I'm still a skeptic about whether RSS is a good idea or not. RSS emerged at a point where there was still some doubt that Google and others could essentially capture all networked content and make it searchable. Now RSS and "Search" are not seen as competing technologies, but in my mind they are in a way, and Blogging, Vlogging and Podcasting (which if we were consistent would be called Alogging) can each be assigned to one camp or the other as well. The division I'm talking about is the division between things we "browse" on the Internet and things we "download".
I've subscribed to hundreds of RSS feeds over the months and I've used half a dozen ways to manage them at least. They all have one thing in common, which is that data is gathered from the target web sites that I may or may not (and in fact most probably never will) look at. Doesn't the waste of all this bother anybody but me? I think we are fortunate that Joe Average user is blissfully ignorant of his computers ability to collect all manner of information that he is not interested in.
Apple of course ruined all of this by making this “syndication” concept easy to turn on in iTunes. So easy in fact that these background downloads of disk-filling-never-to-be-seen/heard/watched content can be turned on quite by accident. New computers and even laptops with minimum disk sizes of 60G or so mean that it will be two years before a user will slink into his Apple store and ask why he can't do anything on the computer any more without getting disk-full messages. That is, unless the Tiki Bar and RocketBoom episodes don't vastly accelerate the process.
There are, of course, things you can listen to while doing something else, and I've downloaded boring old tech podcasts of one kind or another to burn to CDs that I can take in the car. I could MAYBE even see clear to downloading videos to take on an Internetless plane ride or hike through the Himalayas, but those are exceptions.
The as yet unrealized full beauty of the Internet is that content should be ON DEMAND, always new, freshly spell-checked and corrected so that when I DO go looking for something I'm getting the latest, greatest, most “correctest” version of it possible.
While there is a rightful place for things such as the Wayback Machine, Google Books, and the like, I don't see the future of the Internet as turning us all into more efficient pack-rats. Just the opposite, the certainty that “it's all still out there somewhere” should free us to just use what we need at the moment and not burden ourselves and our hard drives with a lot of copies of things.

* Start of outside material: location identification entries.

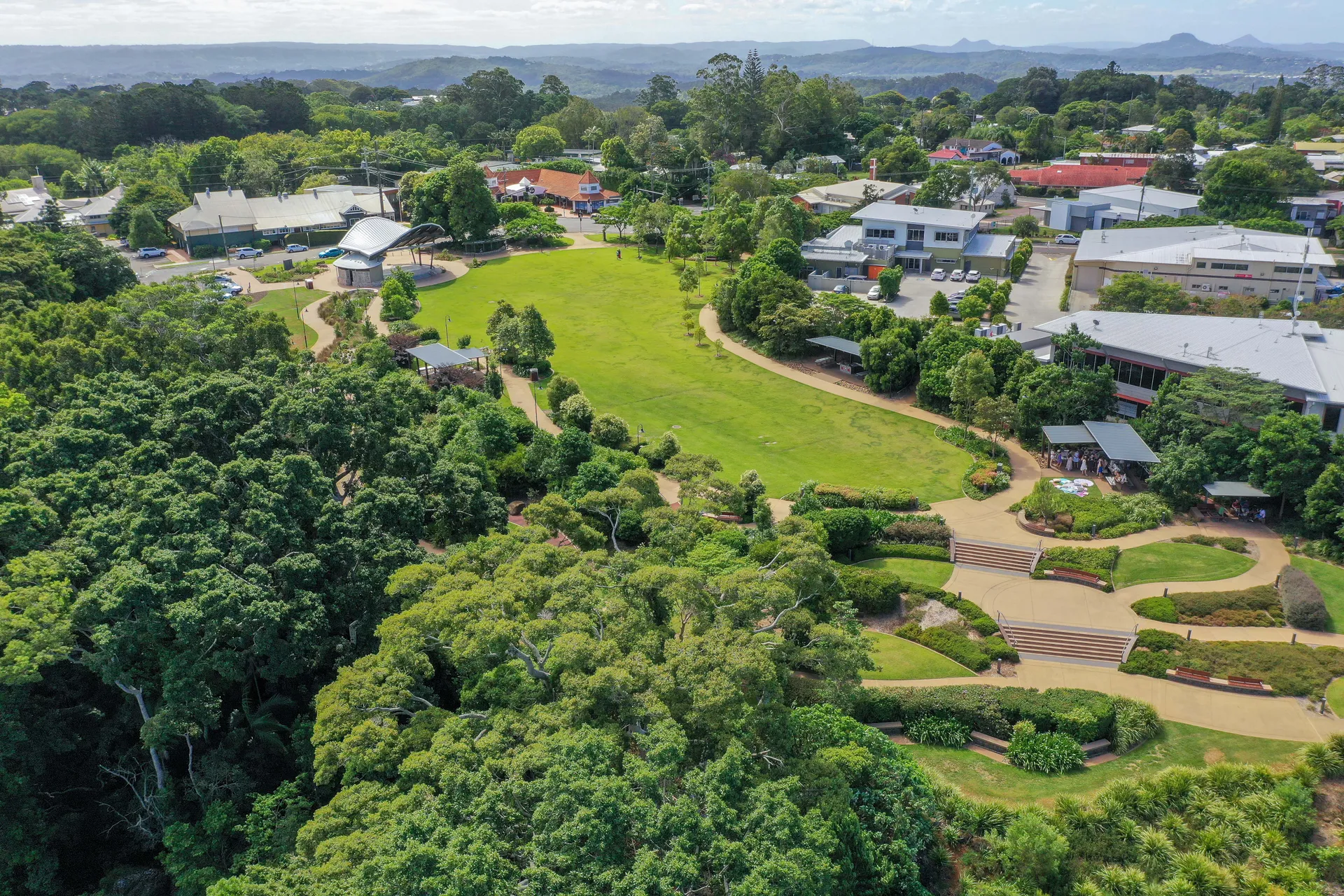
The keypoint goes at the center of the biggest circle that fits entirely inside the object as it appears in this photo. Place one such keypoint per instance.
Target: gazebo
(851, 352)
(1117, 442)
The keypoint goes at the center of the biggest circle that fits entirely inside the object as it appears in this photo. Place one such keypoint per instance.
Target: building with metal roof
(1303, 356)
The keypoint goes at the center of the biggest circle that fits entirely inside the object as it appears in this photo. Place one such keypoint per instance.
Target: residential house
(1144, 349)
(848, 194)
(581, 192)
(1107, 206)
(1078, 176)
(964, 149)
(1206, 260)
(230, 218)
(914, 237)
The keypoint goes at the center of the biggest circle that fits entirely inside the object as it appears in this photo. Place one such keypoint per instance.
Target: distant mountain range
(601, 69)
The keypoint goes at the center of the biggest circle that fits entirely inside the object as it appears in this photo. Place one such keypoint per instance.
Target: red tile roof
(556, 183)
(1079, 176)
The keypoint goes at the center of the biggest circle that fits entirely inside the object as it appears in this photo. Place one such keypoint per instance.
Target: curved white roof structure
(374, 237)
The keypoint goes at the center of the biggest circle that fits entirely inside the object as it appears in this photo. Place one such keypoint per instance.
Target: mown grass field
(1167, 562)
(619, 332)
(1179, 745)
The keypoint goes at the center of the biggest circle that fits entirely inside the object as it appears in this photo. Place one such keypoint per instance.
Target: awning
(1224, 489)
(1068, 435)
(440, 355)
(1120, 442)
(838, 344)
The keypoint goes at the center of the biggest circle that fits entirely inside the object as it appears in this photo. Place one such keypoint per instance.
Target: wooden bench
(1078, 575)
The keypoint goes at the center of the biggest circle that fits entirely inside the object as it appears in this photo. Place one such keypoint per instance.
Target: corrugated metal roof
(1120, 442)
(1269, 348)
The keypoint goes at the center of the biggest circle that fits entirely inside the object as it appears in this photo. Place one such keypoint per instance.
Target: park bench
(1078, 575)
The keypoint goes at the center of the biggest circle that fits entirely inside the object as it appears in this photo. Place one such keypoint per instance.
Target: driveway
(1035, 298)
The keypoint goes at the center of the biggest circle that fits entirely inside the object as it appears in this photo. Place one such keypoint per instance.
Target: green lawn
(1329, 580)
(283, 301)
(1167, 562)
(983, 778)
(927, 573)
(901, 660)
(619, 332)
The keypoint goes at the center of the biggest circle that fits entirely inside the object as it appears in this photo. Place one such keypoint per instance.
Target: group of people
(1091, 461)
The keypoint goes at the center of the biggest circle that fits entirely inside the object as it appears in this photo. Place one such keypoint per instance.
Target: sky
(528, 22)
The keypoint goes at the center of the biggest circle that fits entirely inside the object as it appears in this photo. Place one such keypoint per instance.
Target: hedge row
(1082, 715)
(1259, 606)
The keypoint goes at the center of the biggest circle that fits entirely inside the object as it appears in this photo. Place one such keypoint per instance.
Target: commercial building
(230, 218)
(1205, 260)
(1107, 206)
(916, 237)
(581, 192)
(1144, 349)
(851, 192)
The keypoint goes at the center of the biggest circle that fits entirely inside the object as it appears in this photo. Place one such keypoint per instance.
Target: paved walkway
(1272, 718)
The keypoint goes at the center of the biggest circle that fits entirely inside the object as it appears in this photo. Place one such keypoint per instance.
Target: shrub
(1304, 608)
(918, 532)
(940, 732)
(1136, 722)
(1046, 752)
(873, 592)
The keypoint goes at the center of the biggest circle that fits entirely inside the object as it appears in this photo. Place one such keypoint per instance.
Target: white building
(1304, 358)
(1205, 260)
(1107, 206)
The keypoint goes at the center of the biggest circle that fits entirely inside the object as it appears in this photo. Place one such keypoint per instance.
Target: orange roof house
(581, 192)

Somehow the industry pundits and a-listers haven't gotten over the Gee Whiz factor of easily produced and acquired multimedia, an attitude that is shared among normal people only by teenagers who don't have to earn a living yet. I think what confuses the pundits is that they think this demographic is going to change. I suspect it won't. When these kids (hopefully) mature, they will lose interest, and only be replaced by more kids who have the luxury of spending 6 hours a day socializing without the need to actually produce anything. Orkut, Myspace and maybe YouTube will appeal to these kids, but I think it a huge mistake to think that the rest of what we do on the Internet will “evolve” to look like these products.
Instead, I see traditional modes co-existing for a long time with the new. One way or another my TV set will continue to get (well, if I actually watched TV that is) a standard set of “premium” content that can be referenced as (among other things) chanel numbers. But I also think we will have “radios”, “TV sets” and maybe even “Newpaper machines” that will draw content on demand from a near infinity of sources that we might also refer to in some shorthand form, programmed possibly in advance from URLs. Will these “channel buttons” that replace RSS and other forms of syndication even be worthy of an acronym?